Por José Joaquín Beeme
www.fundaciondelgarabato.eu

      Esta película es un cuaderno de dibujo extraviado, una casa amarilla y pobre, unos zapatos asoleados que entre lavandas caminan y caminan.
     Tres razones muy mías por las que me he plantado ante la pantalla y he dejado que Schnabel me cuente su Van Gogh. Diría, pretenciosamente, que iba yo a cerrar el triángulo de miradas abierto por dos artistas quienes, a su vez, se espejan uno en la luz del otro.

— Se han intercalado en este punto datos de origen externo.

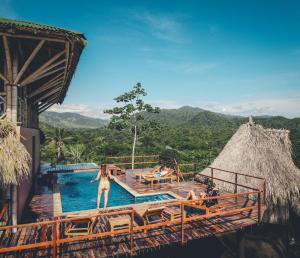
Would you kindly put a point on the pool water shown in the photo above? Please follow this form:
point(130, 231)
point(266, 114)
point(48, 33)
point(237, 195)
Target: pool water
point(77, 193)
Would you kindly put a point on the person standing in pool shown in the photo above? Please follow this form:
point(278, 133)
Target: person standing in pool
point(104, 185)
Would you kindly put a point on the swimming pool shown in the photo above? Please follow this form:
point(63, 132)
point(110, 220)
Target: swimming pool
point(77, 193)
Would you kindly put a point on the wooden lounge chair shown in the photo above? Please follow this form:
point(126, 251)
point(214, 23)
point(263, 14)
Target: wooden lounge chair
point(149, 173)
point(200, 204)
point(151, 179)
point(153, 215)
point(172, 214)
point(80, 227)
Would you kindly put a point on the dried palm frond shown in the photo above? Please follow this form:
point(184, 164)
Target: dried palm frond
point(267, 153)
point(14, 158)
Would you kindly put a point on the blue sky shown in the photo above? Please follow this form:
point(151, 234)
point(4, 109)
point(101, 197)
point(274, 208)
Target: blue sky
point(235, 57)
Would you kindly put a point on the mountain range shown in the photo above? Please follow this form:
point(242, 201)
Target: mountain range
point(184, 116)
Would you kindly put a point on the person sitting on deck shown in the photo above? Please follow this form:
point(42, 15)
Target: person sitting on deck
point(104, 185)
point(192, 195)
point(164, 171)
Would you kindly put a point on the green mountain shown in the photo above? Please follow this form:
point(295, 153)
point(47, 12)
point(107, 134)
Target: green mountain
point(71, 120)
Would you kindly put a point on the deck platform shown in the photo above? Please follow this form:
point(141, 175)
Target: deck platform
point(46, 238)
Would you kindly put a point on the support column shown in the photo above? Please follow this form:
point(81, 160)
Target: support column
point(14, 118)
point(240, 238)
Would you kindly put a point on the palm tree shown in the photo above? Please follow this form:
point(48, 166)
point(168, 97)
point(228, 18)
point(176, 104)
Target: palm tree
point(59, 140)
point(76, 151)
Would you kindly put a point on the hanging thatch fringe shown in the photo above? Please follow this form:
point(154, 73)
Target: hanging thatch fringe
point(14, 158)
point(261, 152)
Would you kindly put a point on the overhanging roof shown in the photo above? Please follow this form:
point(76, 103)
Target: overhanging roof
point(47, 59)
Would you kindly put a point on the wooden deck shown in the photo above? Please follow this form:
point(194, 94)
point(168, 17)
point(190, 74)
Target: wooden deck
point(47, 238)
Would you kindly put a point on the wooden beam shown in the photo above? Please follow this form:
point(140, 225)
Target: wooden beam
point(29, 60)
point(47, 85)
point(8, 59)
point(49, 101)
point(50, 93)
point(45, 108)
point(3, 78)
point(67, 48)
point(48, 69)
point(50, 86)
point(42, 68)
point(49, 73)
point(32, 37)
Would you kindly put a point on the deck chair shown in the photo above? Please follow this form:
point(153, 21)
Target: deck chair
point(80, 227)
point(152, 179)
point(153, 215)
point(200, 204)
point(149, 173)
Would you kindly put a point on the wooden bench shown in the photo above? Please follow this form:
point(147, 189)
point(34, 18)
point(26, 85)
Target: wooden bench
point(119, 223)
point(172, 214)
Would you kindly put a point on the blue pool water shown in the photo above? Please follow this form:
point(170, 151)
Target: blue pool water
point(77, 193)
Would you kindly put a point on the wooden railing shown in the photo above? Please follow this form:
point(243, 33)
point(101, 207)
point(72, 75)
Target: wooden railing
point(4, 214)
point(51, 232)
point(139, 160)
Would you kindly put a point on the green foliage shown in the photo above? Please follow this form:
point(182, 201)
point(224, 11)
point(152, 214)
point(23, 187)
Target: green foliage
point(199, 139)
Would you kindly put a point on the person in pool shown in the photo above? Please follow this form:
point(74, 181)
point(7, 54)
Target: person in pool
point(104, 185)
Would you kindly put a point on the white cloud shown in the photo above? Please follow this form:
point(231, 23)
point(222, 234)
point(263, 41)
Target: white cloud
point(6, 9)
point(285, 106)
point(183, 67)
point(164, 27)
point(86, 110)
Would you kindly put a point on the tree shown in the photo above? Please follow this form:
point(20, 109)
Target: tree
point(60, 137)
point(76, 151)
point(129, 114)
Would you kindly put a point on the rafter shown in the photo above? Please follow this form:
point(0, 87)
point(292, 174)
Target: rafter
point(48, 101)
point(50, 93)
point(47, 85)
point(45, 107)
point(40, 70)
point(29, 60)
point(31, 37)
point(8, 59)
point(3, 78)
point(50, 86)
point(49, 73)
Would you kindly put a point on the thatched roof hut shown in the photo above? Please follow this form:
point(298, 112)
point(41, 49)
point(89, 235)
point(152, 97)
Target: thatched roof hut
point(267, 153)
point(14, 158)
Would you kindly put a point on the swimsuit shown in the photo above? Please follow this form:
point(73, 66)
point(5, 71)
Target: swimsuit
point(104, 182)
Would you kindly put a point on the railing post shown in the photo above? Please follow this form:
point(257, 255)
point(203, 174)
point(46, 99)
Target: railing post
point(235, 186)
point(259, 206)
point(131, 232)
point(264, 189)
point(182, 223)
point(54, 238)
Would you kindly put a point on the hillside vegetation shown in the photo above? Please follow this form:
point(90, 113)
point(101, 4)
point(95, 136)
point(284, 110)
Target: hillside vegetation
point(195, 134)
point(71, 120)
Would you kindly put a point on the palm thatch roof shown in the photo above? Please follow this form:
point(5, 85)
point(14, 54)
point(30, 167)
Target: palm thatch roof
point(267, 153)
point(14, 158)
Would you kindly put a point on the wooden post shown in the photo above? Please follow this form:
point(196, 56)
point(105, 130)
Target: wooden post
point(264, 189)
point(235, 186)
point(131, 232)
point(54, 238)
point(182, 223)
point(259, 206)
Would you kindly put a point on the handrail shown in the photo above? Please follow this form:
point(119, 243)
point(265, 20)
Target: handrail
point(56, 222)
point(142, 156)
point(241, 174)
point(4, 212)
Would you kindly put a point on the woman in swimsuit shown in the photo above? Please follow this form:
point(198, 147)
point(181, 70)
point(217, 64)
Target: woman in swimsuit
point(104, 185)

Me gusta ese cuaderno o borrador de niebla (brouillard), que era un libro de contabilidad de tapa dura y por eso la señora Ginoux, sin sospechar su precioso relleno de tierras y negras tintas, lo dejó apilado en un estante del café de la estación de Arles. Contiene una sesentena de dibujos, a lo largo de dos años de fatigar los campos provenzales, y en ellos hay sudor y hay polvo, pliegue, rasguño, línea que busca y se desespera, manchón, quizá lágrima. Cuando asoman, en la página fílmica, intervalan el retrato alucinado de Dafoe, que solidario del modelo traspasa sus raptos violentos y sus vacíos de memoria, su cotidianidad frugal, su amor por Theo y por Gauguin (casi filial el uno, el otro dolido, huérfano), su éxtasis de hombre natural, su miedo a perder pie definitivamente. Me quedan cuadros, de este cine abocetado, que a despecho de la narratividad (no busquen la enésima biografía) excavan en mi inconsciente emocional: la estancia espartana, las botas hambrientas, la yerba subjetivamente desenfocada, el caminante crepuscular con sus achiperres al hombro, artistas de cuatro francos en torno a un quinqué de absenta, pero sobre todo la caja de humilde pino con ese cadáver blanco rodeado de buenos ciudadanos que, ahora sí, ya nada importa, se deciden a mercar uno de esos grumos de color salvaje para sus interiores burgueses.